If you’ve ever experienced a slightly sleepy sense of relaxation after drinking a particularly hoppy beer, then you already know a bit about what hops are capable of. Besides acting as a reliable sedative, this herb can ease nervous tension and anxiety, promote healthy digestion, and relieve bladder pain. In menopause, hops can alleviate symptoms such as hot flashes.
Parts Used: Flowers
Precautions: Because hops contain a potent plant estrogen called 8-prenylnaringenin, they should not be given to prepubescent children of either gender. Hops are also dangerous for dogs.
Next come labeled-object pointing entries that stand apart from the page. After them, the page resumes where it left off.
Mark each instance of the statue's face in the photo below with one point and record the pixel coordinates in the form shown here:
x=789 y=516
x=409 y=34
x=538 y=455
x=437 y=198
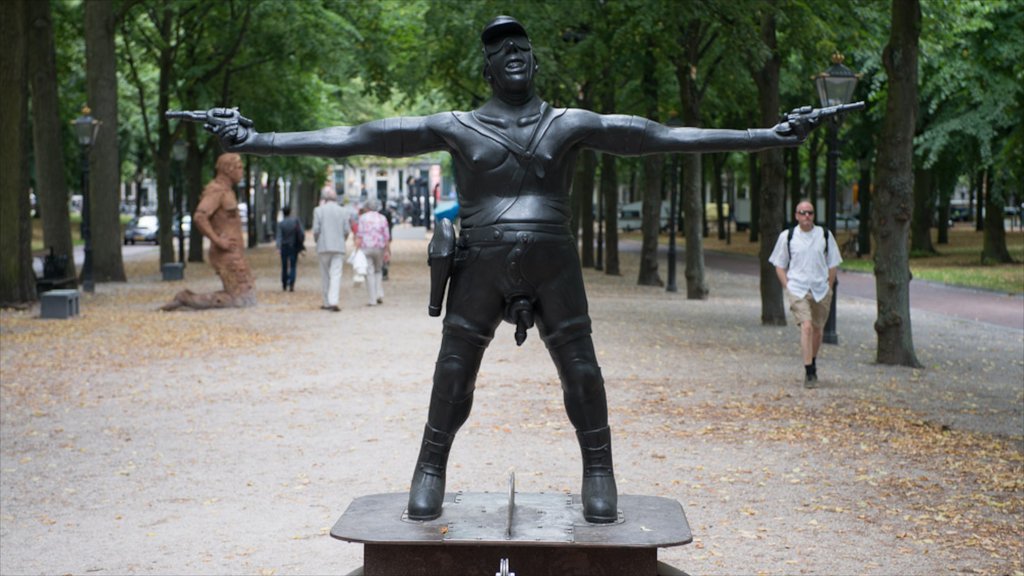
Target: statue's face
x=511 y=65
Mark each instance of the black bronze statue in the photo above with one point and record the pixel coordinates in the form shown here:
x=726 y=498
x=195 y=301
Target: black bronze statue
x=515 y=257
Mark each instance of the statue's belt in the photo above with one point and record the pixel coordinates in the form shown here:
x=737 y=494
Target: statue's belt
x=512 y=234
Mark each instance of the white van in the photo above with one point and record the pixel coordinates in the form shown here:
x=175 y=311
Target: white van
x=630 y=216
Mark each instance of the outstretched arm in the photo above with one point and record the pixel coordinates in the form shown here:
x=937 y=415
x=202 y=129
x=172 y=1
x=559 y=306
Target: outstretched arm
x=391 y=137
x=633 y=135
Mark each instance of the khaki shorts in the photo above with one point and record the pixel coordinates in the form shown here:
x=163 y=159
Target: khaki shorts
x=805 y=309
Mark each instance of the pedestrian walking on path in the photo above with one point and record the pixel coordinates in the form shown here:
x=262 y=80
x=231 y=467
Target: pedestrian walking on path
x=806 y=259
x=516 y=258
x=374 y=238
x=331 y=229
x=290 y=243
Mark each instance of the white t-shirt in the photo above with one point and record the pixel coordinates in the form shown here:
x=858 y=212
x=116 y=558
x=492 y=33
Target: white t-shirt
x=804 y=260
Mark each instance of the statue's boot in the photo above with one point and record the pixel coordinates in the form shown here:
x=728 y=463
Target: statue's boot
x=600 y=497
x=427 y=491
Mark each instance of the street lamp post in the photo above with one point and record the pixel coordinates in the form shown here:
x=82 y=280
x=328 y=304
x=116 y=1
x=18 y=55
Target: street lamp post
x=86 y=128
x=179 y=151
x=835 y=87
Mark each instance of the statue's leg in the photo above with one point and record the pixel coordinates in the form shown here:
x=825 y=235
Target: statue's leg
x=586 y=404
x=564 y=325
x=451 y=402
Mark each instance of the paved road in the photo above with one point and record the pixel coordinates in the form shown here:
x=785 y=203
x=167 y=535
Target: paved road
x=980 y=305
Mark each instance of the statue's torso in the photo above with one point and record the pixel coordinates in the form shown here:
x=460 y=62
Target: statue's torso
x=525 y=181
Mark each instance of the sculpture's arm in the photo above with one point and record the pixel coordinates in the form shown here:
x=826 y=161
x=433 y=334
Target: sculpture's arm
x=392 y=137
x=633 y=135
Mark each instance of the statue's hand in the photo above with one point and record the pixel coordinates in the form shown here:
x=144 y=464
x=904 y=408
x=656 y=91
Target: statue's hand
x=228 y=125
x=797 y=125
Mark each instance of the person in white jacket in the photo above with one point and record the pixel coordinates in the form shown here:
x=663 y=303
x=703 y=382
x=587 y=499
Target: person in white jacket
x=332 y=223
x=806 y=258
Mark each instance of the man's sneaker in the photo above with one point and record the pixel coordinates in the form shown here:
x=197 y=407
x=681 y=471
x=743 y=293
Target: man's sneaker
x=811 y=381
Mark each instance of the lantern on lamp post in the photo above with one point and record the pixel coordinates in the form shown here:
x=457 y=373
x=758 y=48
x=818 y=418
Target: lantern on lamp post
x=179 y=152
x=86 y=128
x=835 y=86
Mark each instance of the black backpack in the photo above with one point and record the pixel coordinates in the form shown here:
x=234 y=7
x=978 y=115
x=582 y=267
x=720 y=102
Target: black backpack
x=788 y=240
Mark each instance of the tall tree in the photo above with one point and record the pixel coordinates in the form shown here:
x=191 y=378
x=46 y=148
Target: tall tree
x=696 y=37
x=16 y=279
x=772 y=175
x=892 y=204
x=104 y=162
x=652 y=174
x=51 y=188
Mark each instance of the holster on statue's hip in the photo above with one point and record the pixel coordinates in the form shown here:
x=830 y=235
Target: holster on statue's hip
x=440 y=256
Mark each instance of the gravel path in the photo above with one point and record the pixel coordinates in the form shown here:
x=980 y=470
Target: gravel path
x=228 y=442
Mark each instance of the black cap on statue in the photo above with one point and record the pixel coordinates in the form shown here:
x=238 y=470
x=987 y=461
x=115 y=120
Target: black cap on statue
x=500 y=28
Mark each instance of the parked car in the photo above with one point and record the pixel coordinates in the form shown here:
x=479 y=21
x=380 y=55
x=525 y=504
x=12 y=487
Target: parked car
x=142 y=229
x=146 y=227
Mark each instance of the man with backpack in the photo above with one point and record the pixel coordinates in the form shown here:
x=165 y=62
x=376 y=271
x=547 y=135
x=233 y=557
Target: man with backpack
x=806 y=259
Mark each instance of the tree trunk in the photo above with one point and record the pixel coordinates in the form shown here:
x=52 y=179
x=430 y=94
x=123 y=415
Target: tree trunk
x=696 y=286
x=718 y=163
x=979 y=219
x=793 y=179
x=772 y=193
x=249 y=193
x=609 y=191
x=994 y=245
x=705 y=229
x=813 y=152
x=584 y=188
x=650 y=220
x=652 y=171
x=51 y=188
x=17 y=282
x=104 y=162
x=755 y=177
x=893 y=203
x=864 y=197
x=194 y=186
x=691 y=186
x=924 y=203
x=946 y=175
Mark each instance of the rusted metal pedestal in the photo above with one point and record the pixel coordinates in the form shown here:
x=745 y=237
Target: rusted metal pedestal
x=546 y=535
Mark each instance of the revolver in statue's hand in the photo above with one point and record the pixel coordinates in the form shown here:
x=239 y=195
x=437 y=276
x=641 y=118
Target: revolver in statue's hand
x=801 y=121
x=226 y=123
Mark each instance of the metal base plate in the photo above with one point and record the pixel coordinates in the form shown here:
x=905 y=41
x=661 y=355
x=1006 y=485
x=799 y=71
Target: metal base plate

Identifying/ Growing: Hops grow on long vines called bines, which can grow to a length of more than 25 feet. Rarely found in the wild, these lush green plants are typically cultivated by commercial hops growers, who rely on stout trellises to support the bines and keep them well aerated. The medicinal portion of hops is the female flower, which is pale green, with a cone-like shape. If you have a sunny spot and vertical space for a stout trellis that can support at least 25 pounds, then you may be able to cultivate hops at home. You’ll need to grow at least two varieties to allow for cross-pollination, so plan accordingly. Plant the rhizomes in spring, after all danger of frost. Water them frequently and harvest the hops when the cones are filled with a thick, golden powder.